I have a class WorkerThreadManager
that creates and owns a number of Qt threads:
class WorkerThread : public QThread
{
Q_OBJECT
public:
WorkerThread() : QThread()
{
start();
}
virtual ~SearchCacheWorkerThread()
{
quit();
wait();
}
virtual void run() Q_DECL_OVERRIDE
{
// fetch from mysql
// process results
// append many new items to results_
quit();
}
private:
QList<int> results_;
};
typedef QSharedPointer<WorkerThread> WorkerThreadPtr;
class WorkerThreadManager : QObject
{
Q_OBJECT
public:
WorkerThreadManager(const int numThreads) : QObject()
{
for ( int i = 0; i < numThreads; ++i )
{
threads_ << WorkerThreadPtr( new WorkerThread(), &QObject::deleteLater );
}
}
virtual ~WorkerThreadManager() {}
private:
QList<WorkerThreadPtr> threads_;
When I destroy the WorkerThreadManager
object, I don't see the memory being released.
I found from here that the deleteLater
won't do anything if the thread has exited the event loop. So I changed the code to remove all calls to quit()
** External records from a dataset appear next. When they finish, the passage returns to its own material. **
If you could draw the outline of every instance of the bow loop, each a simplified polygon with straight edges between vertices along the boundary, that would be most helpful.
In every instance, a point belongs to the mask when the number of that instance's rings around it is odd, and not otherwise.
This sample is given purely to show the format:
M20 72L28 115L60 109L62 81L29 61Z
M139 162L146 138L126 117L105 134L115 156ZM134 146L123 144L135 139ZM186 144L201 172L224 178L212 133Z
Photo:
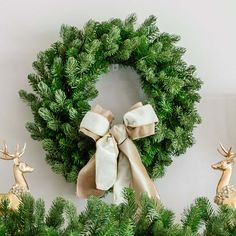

in order to ensure a thread stays in the event loop until deleteLater is called. But I still get the memory leak.
- What's the correct way to destroy the threads (preferrably with the use of smart pointers)?
- How do I ensure that the threads will finish before they get destroyed, even if their destructor is called?